Accordingly, only "bond funds" are displayed to the end-user
associated with end-user profile 140B. Only "commodity funds";
"mid-cap stock funds"; and "initial public offerings" are displayed
for the end-user associated with end-user profile 140A.
[0030] FIG. 2 is a flowchart 200 depicting the operational steps
for processing facets, in accordance with an embodiment of the
present invention.
[0031] Flowchart 200 are the operational steps performed by program
155.
[0032] In step 205, program 155 receives a query and associated
information. In this exemplary embodiment, program 155 receives
query from GUI 120 in the form of a user query.
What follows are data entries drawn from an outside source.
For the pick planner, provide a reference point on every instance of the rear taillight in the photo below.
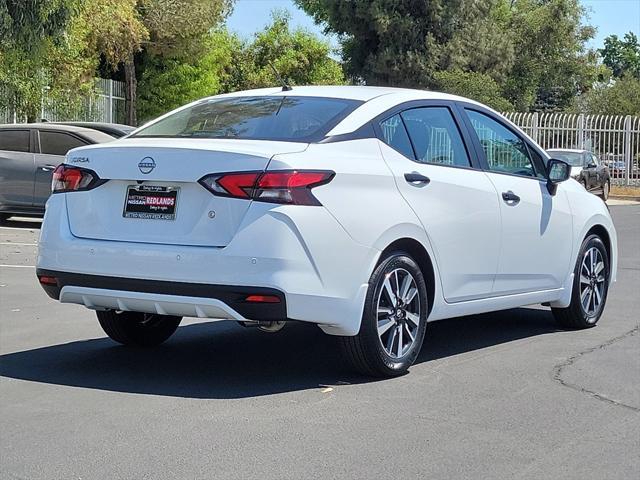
(72, 179)
(285, 186)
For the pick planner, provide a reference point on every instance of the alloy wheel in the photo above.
(592, 282)
(398, 310)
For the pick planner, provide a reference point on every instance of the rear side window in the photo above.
(14, 140)
(58, 143)
(505, 151)
(395, 135)
(435, 136)
(294, 119)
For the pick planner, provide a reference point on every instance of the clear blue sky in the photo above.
(609, 16)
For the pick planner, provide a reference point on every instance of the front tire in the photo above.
(394, 320)
(590, 287)
(137, 329)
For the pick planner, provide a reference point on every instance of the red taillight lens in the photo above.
(286, 186)
(71, 179)
(262, 299)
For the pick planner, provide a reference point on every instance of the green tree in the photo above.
(402, 43)
(31, 34)
(477, 86)
(622, 56)
(299, 57)
(621, 97)
(167, 83)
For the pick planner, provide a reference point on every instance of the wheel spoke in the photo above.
(599, 268)
(391, 340)
(411, 335)
(413, 318)
(389, 290)
(385, 325)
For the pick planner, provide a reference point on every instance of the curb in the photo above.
(633, 198)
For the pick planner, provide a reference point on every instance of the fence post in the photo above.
(581, 131)
(628, 161)
(110, 114)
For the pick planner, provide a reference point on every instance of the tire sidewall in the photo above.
(369, 326)
(589, 242)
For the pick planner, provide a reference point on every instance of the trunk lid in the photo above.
(149, 176)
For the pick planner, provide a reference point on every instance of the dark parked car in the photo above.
(586, 168)
(28, 155)
(116, 130)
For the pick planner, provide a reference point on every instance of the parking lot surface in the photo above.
(503, 395)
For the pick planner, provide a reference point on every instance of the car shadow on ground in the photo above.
(23, 222)
(223, 360)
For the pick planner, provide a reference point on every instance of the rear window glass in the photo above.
(294, 119)
(58, 143)
(14, 140)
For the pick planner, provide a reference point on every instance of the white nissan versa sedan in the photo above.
(367, 211)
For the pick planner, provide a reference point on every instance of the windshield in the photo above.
(294, 119)
(575, 159)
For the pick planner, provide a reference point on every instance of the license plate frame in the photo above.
(146, 202)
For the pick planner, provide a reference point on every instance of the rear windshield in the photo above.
(293, 119)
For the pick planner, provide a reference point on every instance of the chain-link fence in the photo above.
(106, 104)
(615, 139)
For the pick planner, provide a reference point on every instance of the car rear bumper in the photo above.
(302, 255)
(165, 298)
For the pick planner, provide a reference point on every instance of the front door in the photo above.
(456, 203)
(536, 226)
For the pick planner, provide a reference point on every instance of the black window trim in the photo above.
(38, 145)
(412, 105)
(464, 106)
(18, 128)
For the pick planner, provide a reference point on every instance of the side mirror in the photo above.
(557, 171)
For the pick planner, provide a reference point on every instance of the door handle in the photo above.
(510, 198)
(416, 179)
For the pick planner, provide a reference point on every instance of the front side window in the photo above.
(14, 140)
(435, 136)
(505, 151)
(293, 119)
(58, 143)
(395, 135)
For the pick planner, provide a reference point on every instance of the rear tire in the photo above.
(590, 287)
(394, 320)
(136, 328)
(606, 188)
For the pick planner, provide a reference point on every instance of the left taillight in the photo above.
(292, 187)
(74, 179)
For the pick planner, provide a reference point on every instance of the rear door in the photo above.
(16, 168)
(454, 200)
(53, 146)
(536, 239)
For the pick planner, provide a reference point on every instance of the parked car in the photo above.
(587, 169)
(337, 206)
(116, 130)
(28, 155)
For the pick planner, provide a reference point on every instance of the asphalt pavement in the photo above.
(504, 395)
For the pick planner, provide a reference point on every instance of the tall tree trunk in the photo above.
(130, 86)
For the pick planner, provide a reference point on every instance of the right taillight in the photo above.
(72, 179)
(291, 187)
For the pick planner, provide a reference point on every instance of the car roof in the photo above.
(350, 92)
(88, 133)
(570, 150)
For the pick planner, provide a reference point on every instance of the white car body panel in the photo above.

In other
embodiments, program 155 can receive a search query from one or
more other components of data processing environment 100 via
network 115. A query and associated information as used herein,
refers to an executed search including a query and the associated
search results of the query. For example, the query may include
alphanumerical text such as "stocks" and the associated information
for the query can include search results such as price, market cap,
and industry.
[0033] In step 210, program 155 performs an offline analysis on the
received query and associated information. In this exemplary
embodiment, program 155 leverages topic modelling topic model of
the corpus to perform an offline analysis on the associated
information obtained from the query (e.g., the data obtained from
step 205). In this embodiment, associated information can include a
search log entry. Each search log entry contains: (i) the end-user
ID; (ii) the query entered in search engine; (iii) the results
obtained from the query; and (iv) the results that the end-user
clicked on versus the results that the end-user skipped (e.g., user
responses). For each end-user, (i) analysis is performed on: (a)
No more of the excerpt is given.